About Me

I'm not really a superstar, except maybe to my husband, who I happen to be deeply in love with. My life: following Jesus, learning to live and love like Him. He is in the driver's seat, and I am on an adventure.

Wednesday, March 25, 2009

choosing good?

I realize that Oswald Chambers is not God, and his book is not scripture. But, I believe he is inspired by God and has a lot of incredible wisdom and insight. Today, I read
"Many of us do not continue to grow spiritually because we prefer to choose on the basis of our own rights, instead of relying on God to make the choice for us"
Come on! How true is that? The past few weeks, I have spent too much time contemplating and weighing the decision of WHERE we are supposed to live when we move to NYC. It seems like a gargantuan choice that I should be pondering. However, when I really spend a lot of time thinking about it, it brings me uncertainty, doubt and fear. So, why don't I knock it off and remember that God did not call our family to move and be a part of this ministry only to leave us hanging when we get there, with no idea what neighborhood or apartment to live in?! I have to trust that He will continue to guide us each step of the way. All I need to do is abide in him and let him guide my steps. No worries, right?
Chambers goes on to say
"Whenever our RIGHT becomes our guiding factor for our lives, it dulls spiritual insight. The greatest enemy of the life of faith in God is not sin, but good choices which are not quite good enough."
Wow. Wow. Wow.
That's pretty bold. The greatest enemy is NOT SIN, but GOOD? Yikes.
But, I can totally see what he is saying. When I start to reduce my thoughts to considering things like the size and amenities of an apartment, the neighborhood school zone, the number of blocks to a subway , the commute time for Timm to work, etc etc etc.....I am simply letting my RIGHTS guide my thoughts. Because, I have the right to be comfortable in an apartment, and my kids have the right to attend a safe school, and Timm has the right to not spend too much time commuting.....right? Phooey. That is NOT for me to decide. I am surrendered and that is for my Lord to decide.
So, I will abide in Him daily.
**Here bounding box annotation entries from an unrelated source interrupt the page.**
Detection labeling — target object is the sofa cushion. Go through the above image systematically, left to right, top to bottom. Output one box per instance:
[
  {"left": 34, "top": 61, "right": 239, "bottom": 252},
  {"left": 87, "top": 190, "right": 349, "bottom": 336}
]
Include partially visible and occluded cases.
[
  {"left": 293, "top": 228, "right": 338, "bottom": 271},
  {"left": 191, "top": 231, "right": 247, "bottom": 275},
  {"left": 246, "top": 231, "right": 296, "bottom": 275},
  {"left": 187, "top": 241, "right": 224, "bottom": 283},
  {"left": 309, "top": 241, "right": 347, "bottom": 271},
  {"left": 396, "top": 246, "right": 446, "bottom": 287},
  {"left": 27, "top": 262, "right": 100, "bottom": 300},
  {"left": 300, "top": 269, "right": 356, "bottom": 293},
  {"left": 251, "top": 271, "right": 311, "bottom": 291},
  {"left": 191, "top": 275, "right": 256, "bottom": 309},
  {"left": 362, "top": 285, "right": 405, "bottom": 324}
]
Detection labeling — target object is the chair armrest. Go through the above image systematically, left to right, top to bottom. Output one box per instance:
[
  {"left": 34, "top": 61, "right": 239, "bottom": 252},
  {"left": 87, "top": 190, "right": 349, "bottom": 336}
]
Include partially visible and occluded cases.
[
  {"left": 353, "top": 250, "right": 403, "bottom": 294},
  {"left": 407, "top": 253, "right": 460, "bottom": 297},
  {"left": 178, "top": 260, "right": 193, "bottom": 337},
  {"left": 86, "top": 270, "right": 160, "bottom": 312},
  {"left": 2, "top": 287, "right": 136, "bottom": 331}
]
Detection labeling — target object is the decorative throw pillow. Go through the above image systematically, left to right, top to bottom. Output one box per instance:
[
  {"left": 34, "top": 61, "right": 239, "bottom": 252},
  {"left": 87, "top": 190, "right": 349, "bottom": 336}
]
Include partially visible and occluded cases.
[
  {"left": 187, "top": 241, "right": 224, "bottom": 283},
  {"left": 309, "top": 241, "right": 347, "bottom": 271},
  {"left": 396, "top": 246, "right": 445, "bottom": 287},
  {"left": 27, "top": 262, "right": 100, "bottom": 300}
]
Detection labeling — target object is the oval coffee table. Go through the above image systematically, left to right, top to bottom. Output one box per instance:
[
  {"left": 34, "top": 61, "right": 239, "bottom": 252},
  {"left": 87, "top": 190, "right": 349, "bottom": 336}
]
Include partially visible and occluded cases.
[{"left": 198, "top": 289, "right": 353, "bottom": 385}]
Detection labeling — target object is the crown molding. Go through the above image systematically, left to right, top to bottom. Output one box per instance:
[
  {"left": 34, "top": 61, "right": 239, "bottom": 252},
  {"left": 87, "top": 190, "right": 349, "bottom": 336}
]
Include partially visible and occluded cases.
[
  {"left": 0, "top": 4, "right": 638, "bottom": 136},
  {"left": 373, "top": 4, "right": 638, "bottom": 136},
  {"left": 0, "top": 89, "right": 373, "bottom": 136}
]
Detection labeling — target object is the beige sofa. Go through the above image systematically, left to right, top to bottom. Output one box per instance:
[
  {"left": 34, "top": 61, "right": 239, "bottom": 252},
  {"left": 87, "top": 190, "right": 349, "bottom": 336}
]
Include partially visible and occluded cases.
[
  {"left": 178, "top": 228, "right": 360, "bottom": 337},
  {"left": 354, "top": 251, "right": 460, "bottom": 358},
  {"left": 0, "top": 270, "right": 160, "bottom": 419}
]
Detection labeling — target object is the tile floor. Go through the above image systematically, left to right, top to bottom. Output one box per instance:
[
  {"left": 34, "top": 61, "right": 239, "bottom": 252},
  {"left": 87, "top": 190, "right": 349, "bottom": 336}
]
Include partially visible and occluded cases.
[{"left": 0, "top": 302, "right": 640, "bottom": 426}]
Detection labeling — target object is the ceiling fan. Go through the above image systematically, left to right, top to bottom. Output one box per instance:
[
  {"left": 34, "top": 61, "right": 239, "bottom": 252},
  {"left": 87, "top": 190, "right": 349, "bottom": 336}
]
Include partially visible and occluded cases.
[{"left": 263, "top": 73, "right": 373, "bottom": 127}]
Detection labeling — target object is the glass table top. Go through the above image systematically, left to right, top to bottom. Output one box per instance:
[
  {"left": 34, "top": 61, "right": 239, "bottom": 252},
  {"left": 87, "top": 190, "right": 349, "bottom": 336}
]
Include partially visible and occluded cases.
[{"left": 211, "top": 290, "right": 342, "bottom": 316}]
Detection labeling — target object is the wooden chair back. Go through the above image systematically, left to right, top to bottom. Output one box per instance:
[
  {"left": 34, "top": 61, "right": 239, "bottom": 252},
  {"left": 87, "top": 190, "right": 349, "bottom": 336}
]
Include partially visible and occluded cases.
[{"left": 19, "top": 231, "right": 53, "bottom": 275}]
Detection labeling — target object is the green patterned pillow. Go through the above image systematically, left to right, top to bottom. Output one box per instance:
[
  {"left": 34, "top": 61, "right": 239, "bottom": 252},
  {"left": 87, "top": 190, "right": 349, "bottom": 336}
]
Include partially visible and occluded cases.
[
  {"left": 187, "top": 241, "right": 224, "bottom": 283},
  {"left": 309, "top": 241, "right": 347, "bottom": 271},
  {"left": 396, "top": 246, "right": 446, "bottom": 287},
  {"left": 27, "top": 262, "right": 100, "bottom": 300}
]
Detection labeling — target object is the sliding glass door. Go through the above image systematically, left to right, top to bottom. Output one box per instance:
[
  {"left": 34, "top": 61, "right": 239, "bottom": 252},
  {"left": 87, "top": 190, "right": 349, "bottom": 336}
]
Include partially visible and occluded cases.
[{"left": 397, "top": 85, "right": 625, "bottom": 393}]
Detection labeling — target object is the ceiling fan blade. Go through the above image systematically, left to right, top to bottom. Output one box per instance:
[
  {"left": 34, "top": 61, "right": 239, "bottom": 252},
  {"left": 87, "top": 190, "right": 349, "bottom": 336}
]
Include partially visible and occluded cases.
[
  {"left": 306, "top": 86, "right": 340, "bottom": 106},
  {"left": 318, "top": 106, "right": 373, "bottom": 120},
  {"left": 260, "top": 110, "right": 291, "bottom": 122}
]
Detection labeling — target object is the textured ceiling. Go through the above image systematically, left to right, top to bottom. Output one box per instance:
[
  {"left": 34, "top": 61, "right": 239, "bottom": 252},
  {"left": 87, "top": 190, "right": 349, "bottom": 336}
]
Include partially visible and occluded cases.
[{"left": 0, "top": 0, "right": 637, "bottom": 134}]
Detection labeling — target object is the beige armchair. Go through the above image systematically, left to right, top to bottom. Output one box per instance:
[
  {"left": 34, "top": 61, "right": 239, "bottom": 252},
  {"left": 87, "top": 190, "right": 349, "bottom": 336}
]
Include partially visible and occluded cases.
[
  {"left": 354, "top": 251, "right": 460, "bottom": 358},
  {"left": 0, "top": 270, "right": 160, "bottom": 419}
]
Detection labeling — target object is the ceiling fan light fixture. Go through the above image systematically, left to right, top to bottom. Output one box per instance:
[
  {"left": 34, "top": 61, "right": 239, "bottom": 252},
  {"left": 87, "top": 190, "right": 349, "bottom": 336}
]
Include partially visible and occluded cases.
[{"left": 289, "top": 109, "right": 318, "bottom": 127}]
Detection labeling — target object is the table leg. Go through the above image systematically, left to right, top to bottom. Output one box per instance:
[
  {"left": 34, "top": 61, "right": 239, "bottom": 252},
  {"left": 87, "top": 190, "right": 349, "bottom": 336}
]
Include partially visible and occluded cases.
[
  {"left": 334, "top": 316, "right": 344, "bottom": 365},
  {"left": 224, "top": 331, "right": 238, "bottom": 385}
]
The one who PROMISES in Jeremiah 29:11
"For I know the plans I have for you, declares the Lord, plans to prosper you and not to harm you, plans to give you hope and a future".
If he promises me that, among so many other loving promises, then I know I can trust him to lead our family to a place where we can serve him and live a fruitful life, no matter what it may do to my "rights".
Ahh, sweet surrender.

2 comments:

K said...

what Chambers book are you reading? I am doing My Utmost for His Highest, which is a year long daily devotional and it is kicking me out of a comfort zone... great stuff!

Superstar said...

K - Yes that is the devotional I am reading also. It is so stinkin' challenging. John K is reading it too, as well as another friend of mine. It's neat to think of us all being challenged by similar thoughts daily.